Three Easy Steps to Positivity

So, how exactly can adults help kids to achieve an optimal balance between negativity and positivity? How do we guide them towards becoming positive thinkers? We practice!

1) Start by Learning How to Have a Great Time

Spending time with those you love helps to deepen relationships. Unsurprising as it may sound, and regardless of the usual rigmaroles of our everyday lives, taking the time to plan family-fun-time reminds those around you just how much you mean to them. Thus, encouraging children to design a special day with family, or someone close to them, will make them happy. This happiness will help them to savor their positive experiences once they reflect on the things they most enjoyed. Parents and teachers can help guide them to this positive feeling by encouraging them to talk about their good times.

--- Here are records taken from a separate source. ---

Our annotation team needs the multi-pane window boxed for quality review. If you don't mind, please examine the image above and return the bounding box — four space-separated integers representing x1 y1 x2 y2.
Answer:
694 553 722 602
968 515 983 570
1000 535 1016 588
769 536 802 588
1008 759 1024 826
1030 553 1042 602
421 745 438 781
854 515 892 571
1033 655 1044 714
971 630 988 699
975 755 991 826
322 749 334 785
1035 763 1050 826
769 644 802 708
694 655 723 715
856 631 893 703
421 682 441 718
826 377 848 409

2) Speak to Them About Developing Themselves

It is when children imagine themselves at their best that their self-confidence increases. Parents and teachers can help children become their “best selves” by encouraging positive behavior and showing an interest in the kind of young people they want them to become. Find a moment when a child feels good about themselves and then help them remember those feelings and positive thoughts that they had previously experienced. Ask them about what, in particular, felt good to them. Then, turn around and tell them what you (parent or teacher) noticed about them.

3) Help Grow an Attitude for Gratitude

Children develop a sense of optimism and satisfaction once they learn to recognize and appreciate the “good things in life.” It can truly become a transformative and powerful experience when they are inspired to speak their gratitude aloud. Finding an attitude for gratitude is an excellent way to guide kids to becoming more positive.